I have no idea if I should take that as a compliment or as a insult.

I have no idea if I should take that as a compliment or as a insult.
A lil bit of both.

Seriously, the car looks put together well enough but the lack of even half decent pencil shading makes the whole thing look amateur. You'd be much better suited by keeping white areas clean of smudges, always shading an area in the same direction (i.e. around the tires, don't shade them by making long linear strokes that only end up going in a couple of different directions.) Anything you want to have a hard edge you should draw that line and then shade completely inside of it. Also, don't do other stuff around the car (grass, sunlight, etc.) with what looks like scribbles. Finally, keep a volume that you want to have a consistent shade consistent. Don't get slightly lighter in some areas if it's not 100% intended. If you're doing a gradient (light to dark, for example) start by filling the whole thing in lightly and then start filling in more and more fairly light shades in increasingly narrow strips, fading between them as best you can.

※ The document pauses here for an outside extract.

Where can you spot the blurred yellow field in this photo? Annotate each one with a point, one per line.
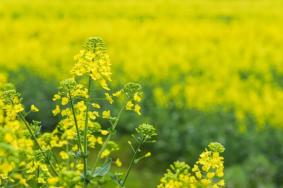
(193, 57)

I'm not artist pro, but those are some things that I think would improve it immensely. It's kind of like how proper grammar, capitalization, punctuation, and spelling can make someone seem immensely more intelligent.
« Last Edit: October 31, 2010, 05:31:13 PM by Sirrus »

-snip
I'm not artist pro, but those are something that I think would improve it immensely. It's kind of like how proper grammar, capitalization, punctuation, and spelling can make someone seem immensely more intelligent immune to Grammar national socialists.
-ahem-

Unfortunately, I am not a technical drawer, don't want to be professional, and I don't want to be an artist.
Indeed, the stuff you pointed are indeed, stuff which I used/didn't use too well on the drawing.
The grass, sunlight, etc. was done to create a specific "scenery", the grass, with the ground makes it a feel of a 4x4 car which is made for Off-Road, if it was a racing car, for instance, a road, or a racing lane, would've fit well.
"You can't have a tree without soil" ; the closest quote I can think of.
Either way, about the shading at the wheels, making it in segments sounded like a win of time.
About the pencil shading, it looks way better in real life, it's a scanner, not a human-eye-scanner. Obviously quality was reduced [or increased?], but lightning sure was, hiding some aspects. Or revealing.
The teacher that teaches us to draw told us to use the end of the pencil, then easily move it around a bit, while having the shadows held with more grip, and more pressure, and shading less and less grip and pressure.
Excuse my grammar, if there are mistakes.